We write regarding concerns about Amazon’s recent expansion and promotion of Amazon One, a palm print recognition system, and to request information about the actions Amazon is taking to protect user data privacy and security. 

Amazon One appears to be a biometric data recognition system that allows consumers to pay for their purchases in grocery stores, book stores, and other retail settings using their palm print. Consumers can enroll in the program at any location with an Amazon One device by scanning one or both palms and entering their phone and credit card information. Amazon One devices are currently in use in more than 50 retail locations throughout the United States, including in Minnesota. Locations with the technology currently include Amazon Go stores, Whole Foods locations, and other Amazon stores.  

Recent reports indicate that Amazon is incentivizing consumers to share their biometric information with Amazon One by offering a $10 promotional credit for Amazon.com products. Amazon has also announced that they have plans to expand Amazon One, which may include introducing the technology in other Amazon stores as well as selling it to third-party stores. Amazon’s expansion of biometric data collection through Amazon One raises serious questions about Amazon’s plans for this data and its respect for user privacy, including about how Amazon may use the data for advertising and tracking purposes. 

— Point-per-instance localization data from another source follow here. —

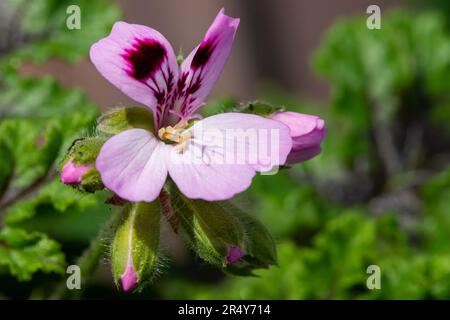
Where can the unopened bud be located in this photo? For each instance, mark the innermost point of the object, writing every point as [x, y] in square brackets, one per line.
[79, 165]
[134, 252]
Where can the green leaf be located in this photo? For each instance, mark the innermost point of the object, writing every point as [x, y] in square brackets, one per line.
[120, 119]
[24, 253]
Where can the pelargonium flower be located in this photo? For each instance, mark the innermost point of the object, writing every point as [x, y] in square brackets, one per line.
[136, 163]
[307, 132]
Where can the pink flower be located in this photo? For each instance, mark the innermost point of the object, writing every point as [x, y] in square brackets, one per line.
[73, 173]
[136, 163]
[307, 133]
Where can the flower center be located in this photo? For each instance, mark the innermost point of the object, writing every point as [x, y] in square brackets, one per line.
[177, 135]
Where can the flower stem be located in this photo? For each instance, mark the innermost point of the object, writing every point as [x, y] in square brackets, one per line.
[89, 260]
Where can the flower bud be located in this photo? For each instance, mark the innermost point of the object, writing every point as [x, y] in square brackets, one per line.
[134, 252]
[72, 173]
[307, 133]
[79, 165]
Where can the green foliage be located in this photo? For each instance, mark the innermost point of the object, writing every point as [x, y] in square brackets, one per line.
[38, 122]
[23, 253]
[379, 193]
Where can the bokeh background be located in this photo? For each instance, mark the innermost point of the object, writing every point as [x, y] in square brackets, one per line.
[378, 194]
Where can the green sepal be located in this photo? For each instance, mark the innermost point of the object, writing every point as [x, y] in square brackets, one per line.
[209, 228]
[84, 151]
[137, 236]
[117, 120]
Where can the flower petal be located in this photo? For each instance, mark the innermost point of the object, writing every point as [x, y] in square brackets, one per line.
[224, 152]
[132, 165]
[140, 62]
[202, 68]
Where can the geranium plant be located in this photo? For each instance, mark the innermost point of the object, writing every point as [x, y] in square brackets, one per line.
[165, 159]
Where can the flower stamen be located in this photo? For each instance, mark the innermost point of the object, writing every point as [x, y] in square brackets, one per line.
[177, 135]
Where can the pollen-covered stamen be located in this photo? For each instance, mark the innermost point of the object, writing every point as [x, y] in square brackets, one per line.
[178, 135]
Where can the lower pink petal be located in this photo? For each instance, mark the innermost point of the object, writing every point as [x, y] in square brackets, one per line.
[211, 168]
[132, 165]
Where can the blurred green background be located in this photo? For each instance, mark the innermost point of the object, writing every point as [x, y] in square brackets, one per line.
[379, 194]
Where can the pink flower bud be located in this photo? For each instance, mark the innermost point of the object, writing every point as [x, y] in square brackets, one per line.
[129, 279]
[73, 173]
[234, 255]
[307, 133]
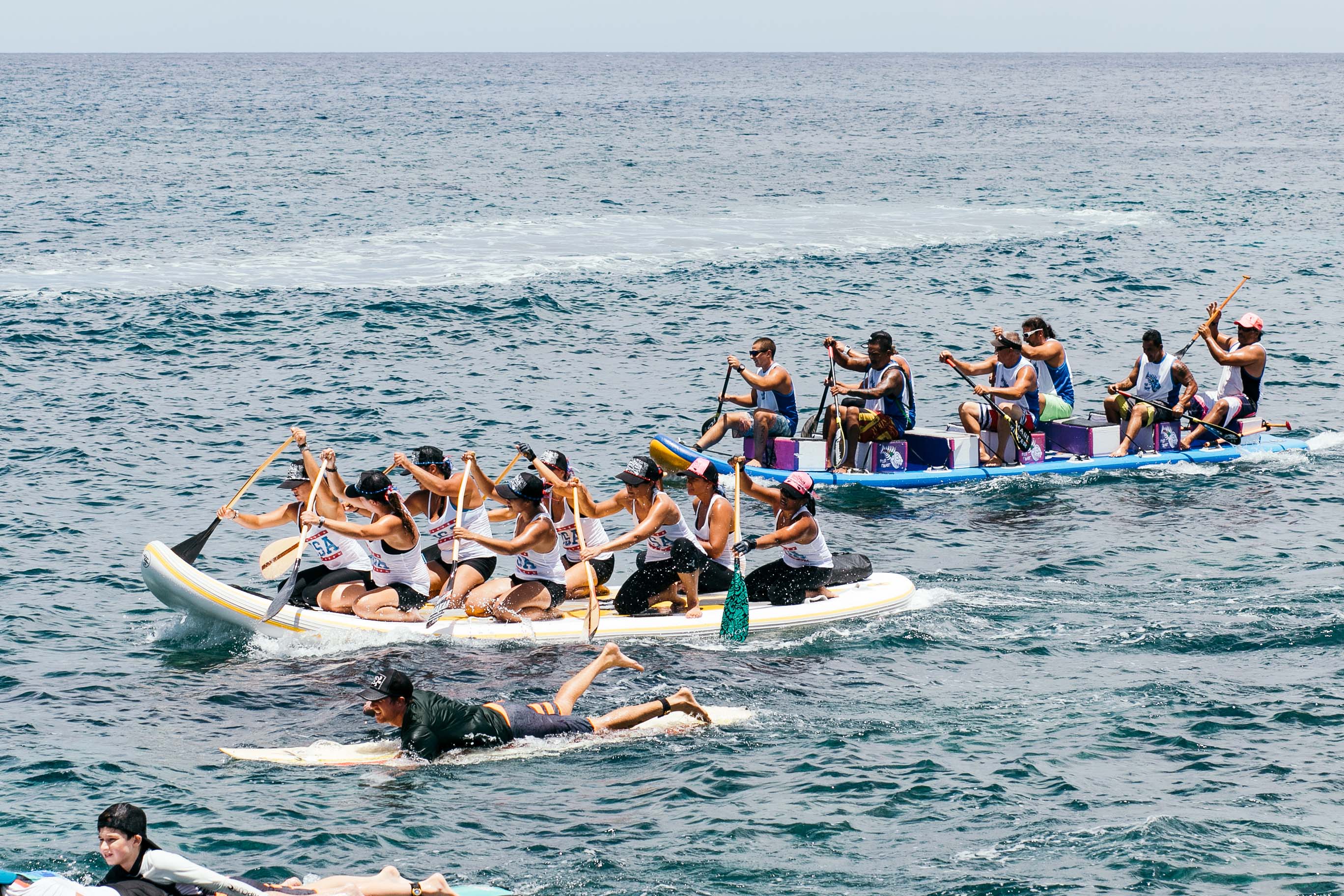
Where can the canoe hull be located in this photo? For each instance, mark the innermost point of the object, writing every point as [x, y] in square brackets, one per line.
[674, 456]
[180, 586]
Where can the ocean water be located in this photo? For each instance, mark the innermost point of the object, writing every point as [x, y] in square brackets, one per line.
[1113, 683]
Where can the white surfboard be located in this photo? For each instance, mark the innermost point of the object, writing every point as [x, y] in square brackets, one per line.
[389, 753]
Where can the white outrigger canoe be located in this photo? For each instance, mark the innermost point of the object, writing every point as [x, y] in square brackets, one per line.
[185, 588]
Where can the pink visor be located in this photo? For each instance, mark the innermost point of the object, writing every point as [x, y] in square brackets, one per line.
[800, 483]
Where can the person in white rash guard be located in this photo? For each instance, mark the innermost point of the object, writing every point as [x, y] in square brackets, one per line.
[807, 564]
[340, 558]
[401, 575]
[436, 500]
[537, 586]
[554, 468]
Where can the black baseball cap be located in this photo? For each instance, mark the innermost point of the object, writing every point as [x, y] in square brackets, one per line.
[522, 485]
[640, 471]
[388, 684]
[295, 477]
[373, 484]
[554, 460]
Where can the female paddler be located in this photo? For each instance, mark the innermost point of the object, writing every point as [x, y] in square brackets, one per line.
[538, 582]
[401, 577]
[343, 559]
[436, 499]
[554, 469]
[807, 566]
[674, 553]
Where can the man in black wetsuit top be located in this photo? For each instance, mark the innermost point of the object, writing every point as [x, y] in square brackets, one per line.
[433, 725]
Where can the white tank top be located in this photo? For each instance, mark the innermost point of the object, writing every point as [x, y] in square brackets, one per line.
[441, 531]
[806, 555]
[408, 569]
[725, 558]
[338, 551]
[535, 564]
[1155, 381]
[660, 542]
[594, 534]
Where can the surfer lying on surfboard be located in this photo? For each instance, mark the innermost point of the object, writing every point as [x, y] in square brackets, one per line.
[432, 725]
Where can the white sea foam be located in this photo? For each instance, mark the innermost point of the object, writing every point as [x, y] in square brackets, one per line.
[503, 252]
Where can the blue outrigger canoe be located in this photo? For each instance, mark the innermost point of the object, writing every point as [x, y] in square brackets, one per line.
[676, 456]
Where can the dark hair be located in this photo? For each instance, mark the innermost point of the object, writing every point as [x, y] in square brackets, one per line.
[1038, 323]
[374, 485]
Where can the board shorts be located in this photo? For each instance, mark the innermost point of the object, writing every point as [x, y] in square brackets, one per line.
[878, 427]
[541, 721]
[603, 570]
[990, 418]
[1054, 409]
[1148, 414]
[779, 426]
[557, 589]
[1238, 406]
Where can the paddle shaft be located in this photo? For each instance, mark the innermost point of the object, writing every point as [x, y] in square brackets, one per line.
[1232, 434]
[594, 613]
[1019, 436]
[1195, 337]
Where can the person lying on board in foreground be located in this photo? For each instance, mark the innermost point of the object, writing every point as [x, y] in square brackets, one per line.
[1054, 377]
[401, 577]
[436, 499]
[343, 559]
[537, 586]
[554, 468]
[1155, 375]
[807, 564]
[672, 553]
[432, 725]
[775, 410]
[1012, 392]
[1244, 363]
[886, 392]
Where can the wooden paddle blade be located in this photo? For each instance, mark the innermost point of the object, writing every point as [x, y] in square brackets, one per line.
[190, 550]
[279, 557]
[282, 595]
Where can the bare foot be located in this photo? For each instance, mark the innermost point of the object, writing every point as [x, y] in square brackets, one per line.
[613, 657]
[684, 701]
[436, 886]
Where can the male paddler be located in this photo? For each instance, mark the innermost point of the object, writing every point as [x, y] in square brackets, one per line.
[1054, 377]
[775, 412]
[1158, 377]
[888, 392]
[433, 725]
[1012, 392]
[1244, 366]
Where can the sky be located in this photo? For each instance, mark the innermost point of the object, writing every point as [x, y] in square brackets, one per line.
[672, 26]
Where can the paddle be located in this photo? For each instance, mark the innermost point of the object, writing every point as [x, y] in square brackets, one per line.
[1020, 437]
[737, 613]
[190, 550]
[594, 613]
[288, 588]
[718, 413]
[1232, 436]
[1195, 337]
[457, 544]
[822, 406]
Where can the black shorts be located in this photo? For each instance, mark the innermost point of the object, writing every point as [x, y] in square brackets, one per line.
[408, 598]
[557, 589]
[541, 721]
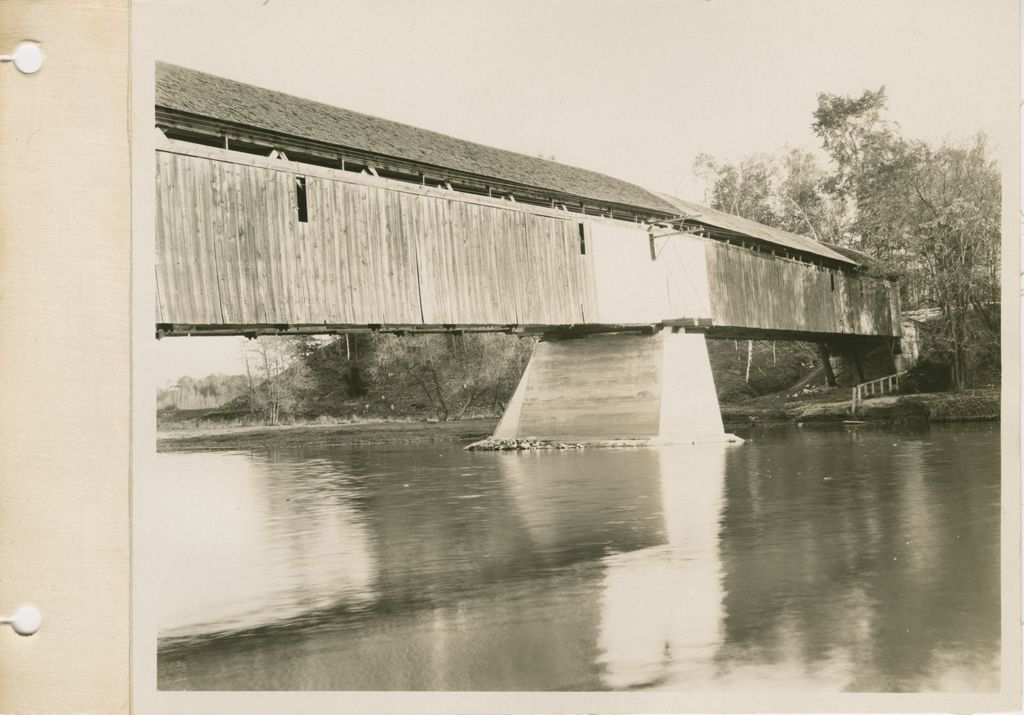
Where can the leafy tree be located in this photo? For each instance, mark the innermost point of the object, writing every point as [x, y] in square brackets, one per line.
[931, 212]
[927, 212]
[743, 190]
[785, 192]
[276, 376]
[453, 373]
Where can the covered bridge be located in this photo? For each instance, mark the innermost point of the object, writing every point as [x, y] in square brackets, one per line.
[279, 214]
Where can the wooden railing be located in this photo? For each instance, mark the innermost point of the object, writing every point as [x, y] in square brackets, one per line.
[873, 388]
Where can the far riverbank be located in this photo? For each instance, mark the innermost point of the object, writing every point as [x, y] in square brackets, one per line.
[969, 406]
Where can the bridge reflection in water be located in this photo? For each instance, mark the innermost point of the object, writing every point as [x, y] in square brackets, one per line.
[868, 562]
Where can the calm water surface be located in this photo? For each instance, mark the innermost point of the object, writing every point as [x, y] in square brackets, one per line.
[847, 559]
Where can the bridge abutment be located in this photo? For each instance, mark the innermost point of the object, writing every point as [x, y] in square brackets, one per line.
[616, 387]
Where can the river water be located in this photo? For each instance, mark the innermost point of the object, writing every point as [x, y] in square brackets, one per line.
[841, 559]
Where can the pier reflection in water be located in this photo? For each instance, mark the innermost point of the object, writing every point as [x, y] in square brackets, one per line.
[832, 559]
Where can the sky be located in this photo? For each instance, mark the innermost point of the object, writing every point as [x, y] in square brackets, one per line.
[633, 89]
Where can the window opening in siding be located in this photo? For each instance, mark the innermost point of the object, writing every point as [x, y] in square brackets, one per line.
[300, 199]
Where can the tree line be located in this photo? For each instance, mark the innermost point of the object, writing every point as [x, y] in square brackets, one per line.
[926, 212]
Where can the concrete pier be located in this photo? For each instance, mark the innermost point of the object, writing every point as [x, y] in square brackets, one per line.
[616, 388]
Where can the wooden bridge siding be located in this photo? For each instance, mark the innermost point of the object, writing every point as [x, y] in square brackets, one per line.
[230, 249]
[754, 290]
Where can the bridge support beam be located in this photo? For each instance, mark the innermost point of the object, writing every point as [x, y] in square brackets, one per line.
[616, 387]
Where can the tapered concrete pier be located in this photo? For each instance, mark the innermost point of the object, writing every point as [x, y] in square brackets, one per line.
[616, 387]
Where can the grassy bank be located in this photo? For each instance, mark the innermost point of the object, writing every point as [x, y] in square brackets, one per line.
[196, 433]
[245, 437]
[834, 406]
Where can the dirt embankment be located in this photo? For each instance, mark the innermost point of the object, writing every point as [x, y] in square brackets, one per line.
[324, 435]
[781, 408]
[834, 406]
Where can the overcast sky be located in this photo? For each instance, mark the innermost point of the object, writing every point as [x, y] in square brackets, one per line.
[633, 89]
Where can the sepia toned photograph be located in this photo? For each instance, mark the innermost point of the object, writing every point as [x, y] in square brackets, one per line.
[576, 346]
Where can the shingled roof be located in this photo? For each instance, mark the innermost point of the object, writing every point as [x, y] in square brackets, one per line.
[210, 96]
[744, 226]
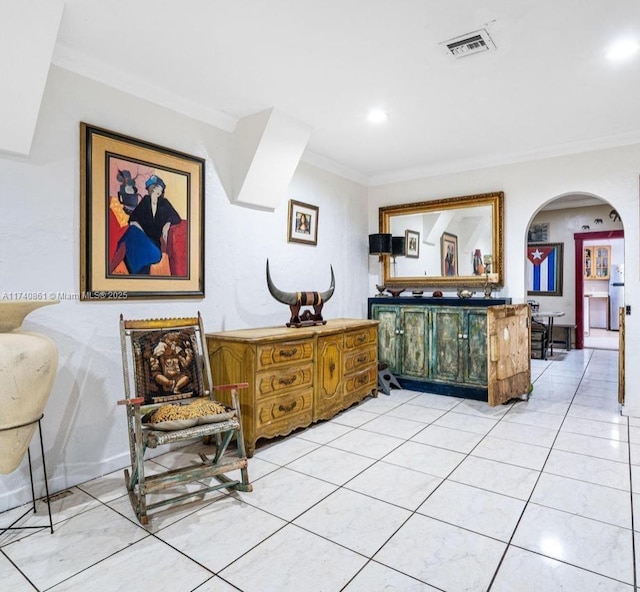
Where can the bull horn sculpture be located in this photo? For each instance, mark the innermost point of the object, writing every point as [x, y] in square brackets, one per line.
[296, 300]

Offering products from home devices to health services, Amazon possesses a tremendous amount of user data on the activities of hundreds of millions of Americans. Our concerns about user privacy are heightened by evidence that Amazon shared voice data with third-party contractors and allegations that Amazon has violated biometric privacy laws. We are also concerned that Amazon may use data from Amazon One, including data from third-party customers that may purchase and use Amazon One devices, to further cement its competitive power and suppress competition across various markets. 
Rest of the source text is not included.